A fire that claimed the lives of 235 people in a nightclub in Santa Maria, Rio Grande do Sul state in Southern Brazil, has sparked an investigation into whether fire prevention regulations under Brazil’s health and safety laws are fit for purpose, and whether local authorities are complying with existing legislation.

Marco Maia, President of Brazil’s Chamber of Deputies (PT), has said he will order a review of all existing safety legislation for venues, including nightclubs, and although he acknowledged that the issue was a matter for municipal authorities, he hinted federal legislation could be established.

“My aim is to look at all existing legislation and suggest that there be Brazil-wide legislation with minimal safety requirements that should be adhered to by all the states and municipalities,” Agência Brasil reported Maia as saying.

Operating licences, issued by local fire departments, are obligatory for a range of venues, including theatres, cinemas, clubs, bars, restaurants, gyms and religious buildings.

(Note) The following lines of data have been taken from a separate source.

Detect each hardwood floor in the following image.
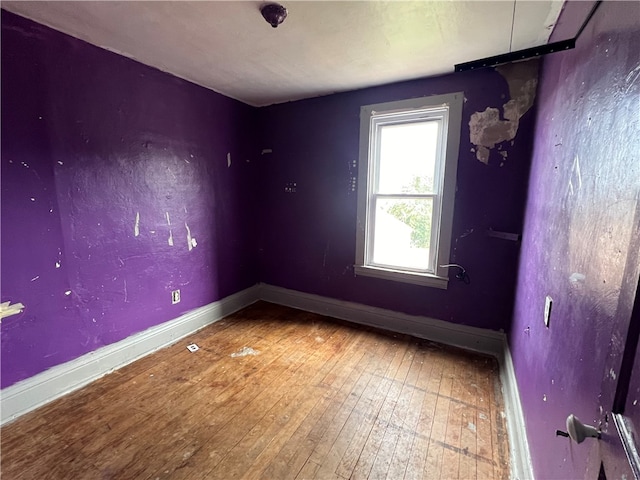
[1,302,509,480]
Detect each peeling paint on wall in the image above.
[469,60,538,165]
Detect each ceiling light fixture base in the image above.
[260,3,288,28]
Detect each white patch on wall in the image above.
[567,155,582,195]
[469,61,538,165]
[133,212,140,237]
[569,272,587,283]
[184,222,198,251]
[165,212,173,247]
[0,301,24,320]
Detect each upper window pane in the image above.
[377,120,441,194]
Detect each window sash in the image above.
[364,110,449,274]
[354,92,464,289]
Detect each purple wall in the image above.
[1,10,258,387]
[510,2,640,479]
[259,65,535,329]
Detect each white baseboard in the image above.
[0,284,533,480]
[259,283,504,357]
[259,284,534,480]
[498,338,534,480]
[0,285,259,425]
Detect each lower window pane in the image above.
[372,198,433,271]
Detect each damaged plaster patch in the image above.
[469,60,538,165]
[231,347,260,358]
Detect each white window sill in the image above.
[353,265,449,290]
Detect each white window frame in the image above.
[354,92,464,289]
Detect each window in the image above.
[355,92,463,288]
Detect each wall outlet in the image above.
[171,289,180,305]
[544,295,553,328]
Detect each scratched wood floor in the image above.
[0,302,509,480]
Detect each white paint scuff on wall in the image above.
[0,301,24,320]
[133,212,140,237]
[469,60,538,165]
[184,222,198,251]
[165,212,173,247]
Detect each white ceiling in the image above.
[2,0,563,106]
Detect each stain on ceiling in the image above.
[2,0,563,106]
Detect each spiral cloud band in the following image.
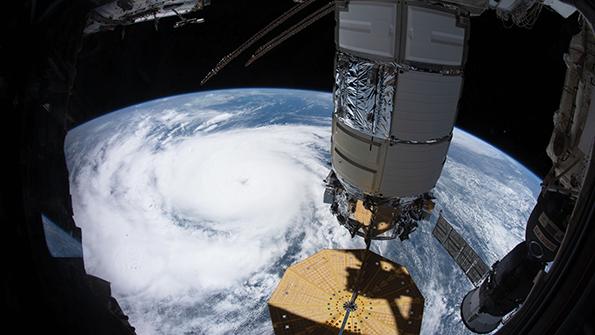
[65,89,538,334]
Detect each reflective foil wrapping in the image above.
[334,52,399,138]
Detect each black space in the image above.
[68,0,576,176]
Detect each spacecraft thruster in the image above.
[324,0,468,240]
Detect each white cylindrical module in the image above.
[332,0,468,197]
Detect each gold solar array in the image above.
[268,249,424,335]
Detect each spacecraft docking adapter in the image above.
[324,0,468,240]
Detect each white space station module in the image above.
[325,1,468,240]
[264,0,595,334]
[85,0,595,334]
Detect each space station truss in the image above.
[268,249,424,335]
[432,214,490,286]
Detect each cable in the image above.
[245,1,335,66]
[200,0,317,85]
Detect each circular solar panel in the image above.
[268,249,424,335]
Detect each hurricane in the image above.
[65,89,539,334]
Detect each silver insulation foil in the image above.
[333,52,399,139]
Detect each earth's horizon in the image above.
[65,88,540,334]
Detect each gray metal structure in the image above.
[432,214,490,286]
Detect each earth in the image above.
[65,89,540,334]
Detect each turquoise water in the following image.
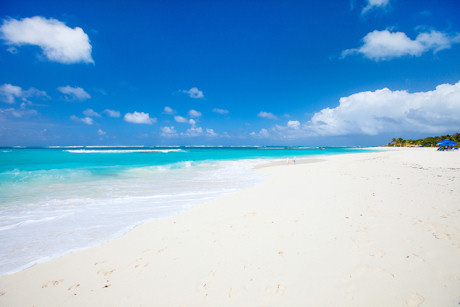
[0,147,362,274]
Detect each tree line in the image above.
[387,132,460,147]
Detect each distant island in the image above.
[386,132,460,147]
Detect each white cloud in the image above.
[250,128,270,138]
[183,127,203,136]
[342,30,460,61]
[83,109,101,117]
[0,83,49,104]
[206,128,217,137]
[0,106,38,119]
[212,108,228,114]
[163,106,176,115]
[0,16,94,64]
[57,85,91,101]
[188,110,202,117]
[287,120,300,129]
[70,115,94,125]
[361,0,390,14]
[160,126,177,137]
[174,115,188,123]
[124,111,157,125]
[302,81,460,135]
[257,111,278,119]
[181,87,204,98]
[104,109,121,118]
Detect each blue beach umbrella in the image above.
[436,139,457,146]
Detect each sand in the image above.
[0,148,460,306]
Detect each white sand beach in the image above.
[0,148,460,306]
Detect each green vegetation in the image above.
[387,132,460,147]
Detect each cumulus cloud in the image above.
[0,16,94,64]
[124,111,157,125]
[174,115,188,123]
[70,115,94,125]
[0,105,38,119]
[104,109,121,118]
[287,120,300,129]
[250,128,270,138]
[0,83,49,104]
[361,0,390,14]
[163,106,176,115]
[83,109,101,117]
[206,128,217,136]
[183,127,203,136]
[160,126,177,137]
[302,81,460,135]
[188,110,201,117]
[257,111,278,119]
[212,108,228,114]
[57,85,91,101]
[181,87,204,99]
[181,126,218,137]
[342,30,460,61]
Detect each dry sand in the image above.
[0,148,460,306]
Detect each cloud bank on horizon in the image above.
[0,0,460,145]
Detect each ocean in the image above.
[0,146,363,275]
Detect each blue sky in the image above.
[0,0,460,146]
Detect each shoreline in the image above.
[0,148,460,306]
[0,151,366,276]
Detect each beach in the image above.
[0,148,460,306]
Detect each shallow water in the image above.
[0,147,366,274]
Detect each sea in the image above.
[0,146,363,275]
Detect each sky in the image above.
[0,0,460,146]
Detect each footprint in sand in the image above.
[244,212,257,217]
[228,288,238,297]
[406,292,425,307]
[97,269,115,276]
[265,284,286,295]
[369,249,386,258]
[67,284,80,291]
[42,279,64,288]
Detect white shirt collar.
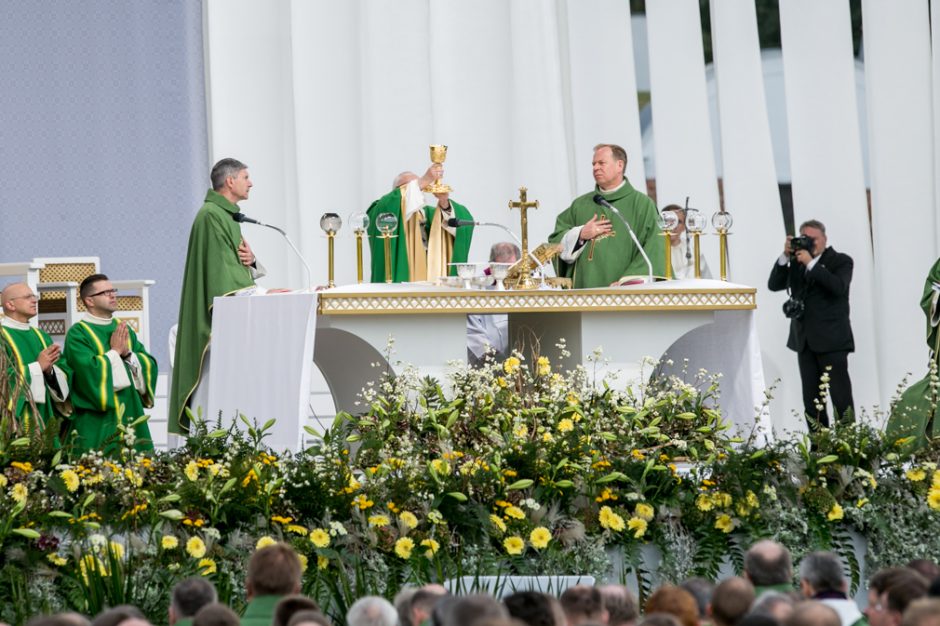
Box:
[0,316,30,330]
[82,311,114,326]
[597,178,627,193]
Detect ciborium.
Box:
[422,144,453,193]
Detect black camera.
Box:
[790,235,816,254]
[783,296,806,320]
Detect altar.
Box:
[314,279,770,433]
[207,280,770,450]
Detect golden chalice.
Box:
[422,144,453,193]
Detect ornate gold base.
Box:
[421,183,453,193]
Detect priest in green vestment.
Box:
[367,164,473,283]
[548,144,665,289]
[167,159,265,435]
[885,259,940,452]
[0,283,72,435]
[64,274,157,454]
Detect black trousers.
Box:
[797,348,855,430]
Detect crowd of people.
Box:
[12,540,940,626]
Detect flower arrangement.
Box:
[0,353,940,624]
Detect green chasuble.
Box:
[548,179,665,289]
[367,185,473,283]
[0,318,72,435]
[64,316,157,454]
[167,189,255,434]
[885,259,940,453]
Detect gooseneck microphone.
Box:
[232,213,314,289]
[447,217,545,285]
[594,193,653,283]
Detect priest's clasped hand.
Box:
[578,213,614,241]
[238,239,255,265]
[36,344,62,374]
[111,322,131,359]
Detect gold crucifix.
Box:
[509,187,539,274]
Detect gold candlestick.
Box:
[422,144,453,193]
[326,233,336,289]
[349,213,370,284]
[712,210,734,280]
[320,213,343,289]
[663,230,673,280]
[356,231,362,284]
[382,233,392,283]
[685,207,708,278]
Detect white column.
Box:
[646,0,719,270]
[780,0,884,413]
[862,0,937,420]
[711,0,804,432]
[566,0,646,193]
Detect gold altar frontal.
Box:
[318,281,757,315]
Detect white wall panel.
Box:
[862,0,937,420]
[646,0,719,271]
[780,0,883,412]
[711,0,803,432]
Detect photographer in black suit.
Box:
[767,220,855,429]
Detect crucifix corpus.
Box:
[509,187,539,285]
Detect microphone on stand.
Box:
[232,213,313,290]
[447,217,545,285]
[594,193,653,283]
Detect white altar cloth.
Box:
[205,293,317,451]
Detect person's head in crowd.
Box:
[91,604,147,626]
[637,613,682,626]
[927,576,940,598]
[800,552,848,598]
[503,591,565,626]
[438,593,509,626]
[744,539,793,595]
[783,600,842,626]
[673,576,715,619]
[26,612,91,626]
[271,595,320,626]
[708,576,754,626]
[167,577,218,626]
[901,598,940,626]
[193,602,241,626]
[346,596,398,626]
[643,585,698,626]
[560,585,607,626]
[392,587,418,626]
[408,585,447,626]
[287,611,333,626]
[865,567,927,626]
[245,543,301,601]
[906,559,940,582]
[597,585,640,626]
[738,613,783,626]
[750,591,794,624]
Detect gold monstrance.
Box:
[509,187,539,289]
[422,144,453,193]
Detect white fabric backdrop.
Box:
[711,0,803,432]
[780,0,881,412]
[646,0,720,272]
[206,0,940,422]
[862,0,937,420]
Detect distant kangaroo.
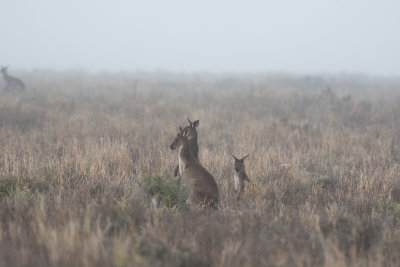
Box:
[174,118,200,181]
[170,127,219,208]
[1,67,25,92]
[232,154,250,199]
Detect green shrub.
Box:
[139,173,189,209]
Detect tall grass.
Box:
[0,73,400,266]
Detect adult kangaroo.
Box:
[174,118,200,181]
[0,67,25,92]
[170,127,219,208]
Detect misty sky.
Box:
[0,0,400,76]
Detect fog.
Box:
[0,0,400,76]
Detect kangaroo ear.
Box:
[241,154,250,161]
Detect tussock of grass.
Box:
[0,176,49,197]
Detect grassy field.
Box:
[0,72,400,266]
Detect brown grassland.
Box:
[0,72,400,266]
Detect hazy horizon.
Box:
[0,0,400,76]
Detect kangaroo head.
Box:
[183,118,199,140]
[169,126,187,150]
[232,154,250,172]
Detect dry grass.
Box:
[0,73,400,266]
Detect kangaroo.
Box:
[232,154,250,199]
[174,118,199,181]
[170,127,219,208]
[1,67,25,92]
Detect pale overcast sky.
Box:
[0,0,400,76]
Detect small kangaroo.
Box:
[231,154,250,199]
[174,118,200,181]
[170,127,219,208]
[1,67,25,92]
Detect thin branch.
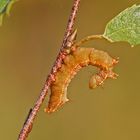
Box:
[18,0,80,140]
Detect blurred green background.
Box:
[0,0,140,140]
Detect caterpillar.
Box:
[0,0,17,25]
[45,46,118,113]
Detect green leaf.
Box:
[0,0,17,25]
[103,5,140,46]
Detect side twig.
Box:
[18,0,80,140]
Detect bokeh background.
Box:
[0,0,140,140]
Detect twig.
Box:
[18,0,80,140]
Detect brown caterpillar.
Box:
[45,47,118,113]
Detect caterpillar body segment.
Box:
[45,47,117,113]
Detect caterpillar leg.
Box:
[89,70,118,89]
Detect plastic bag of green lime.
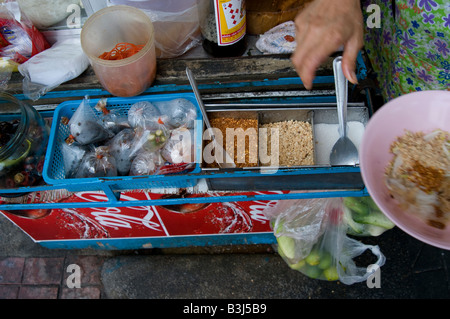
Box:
[343,196,395,236]
[268,198,385,285]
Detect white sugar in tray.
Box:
[314,121,365,165]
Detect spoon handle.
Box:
[186,67,213,135]
[333,56,348,137]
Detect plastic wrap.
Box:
[266,198,385,285]
[128,101,161,129]
[108,0,202,58]
[61,141,89,178]
[75,146,117,178]
[130,151,164,176]
[0,0,50,64]
[106,128,135,175]
[18,38,89,101]
[161,128,195,164]
[155,98,197,129]
[68,98,112,145]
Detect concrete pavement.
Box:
[0,215,450,299]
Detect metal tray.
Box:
[202,104,369,191]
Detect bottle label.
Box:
[214,0,246,45]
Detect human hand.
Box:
[291,0,364,90]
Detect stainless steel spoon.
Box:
[186,68,236,168]
[330,56,358,166]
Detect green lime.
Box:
[0,140,31,167]
[323,266,339,281]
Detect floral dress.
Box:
[363,0,450,101]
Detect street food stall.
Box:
[0,1,446,283]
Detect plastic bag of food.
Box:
[343,196,395,236]
[75,146,117,178]
[154,98,197,129]
[94,98,130,134]
[0,0,50,64]
[161,128,195,164]
[128,101,162,130]
[108,0,202,58]
[61,139,89,178]
[131,120,170,156]
[130,151,164,176]
[266,198,385,285]
[68,97,112,145]
[106,128,135,175]
[18,37,89,101]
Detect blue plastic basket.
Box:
[43,93,203,192]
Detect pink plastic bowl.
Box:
[360,91,450,250]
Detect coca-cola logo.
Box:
[76,192,163,231]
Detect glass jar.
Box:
[0,93,50,192]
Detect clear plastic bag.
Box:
[106,128,135,175]
[130,151,164,176]
[128,101,161,129]
[75,146,117,178]
[161,128,195,164]
[95,98,130,134]
[131,120,170,156]
[155,98,197,129]
[68,97,112,145]
[108,0,202,58]
[343,196,395,236]
[61,140,89,178]
[266,198,385,285]
[18,37,89,101]
[0,0,50,64]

In the aftermath of the incident in Santa Maria, it was revealed that the club’s operating licence had expired in August 2012, although the owner has since told police that he had already started applying for a new one.

Many questions have yet to be answered, but the repercussions are already being felt nationwide: a number of cities have ordered that all nightclubs be urgently re-inspected, including Rio de Janeiro, São Paulo and Brasília. Fire authorities in Rio de Janeiro have said they will step up checks and hunt down those without licences.

Wengrover Carlos Rosa, coordinator of the Brazilian Committee on Fire Prevention and Safety, told G1 News that nightclubs must have clearly signed emergency exits, fire extinguishers and emergency lighting, and have their license on display.

“Smoke extraction systems and fire alarms are already mandatory in São Paulo and Rio de Janeiro and could have contributed to the safety of the [Kiss] nightclub.”

The blaze, which started after a flare set light to sound-proofing material on the club’s ceiling, was the second deadliest in Brazil’s history. Some 503 people died in a fire at the Great North American Circus in Niterói in 1961.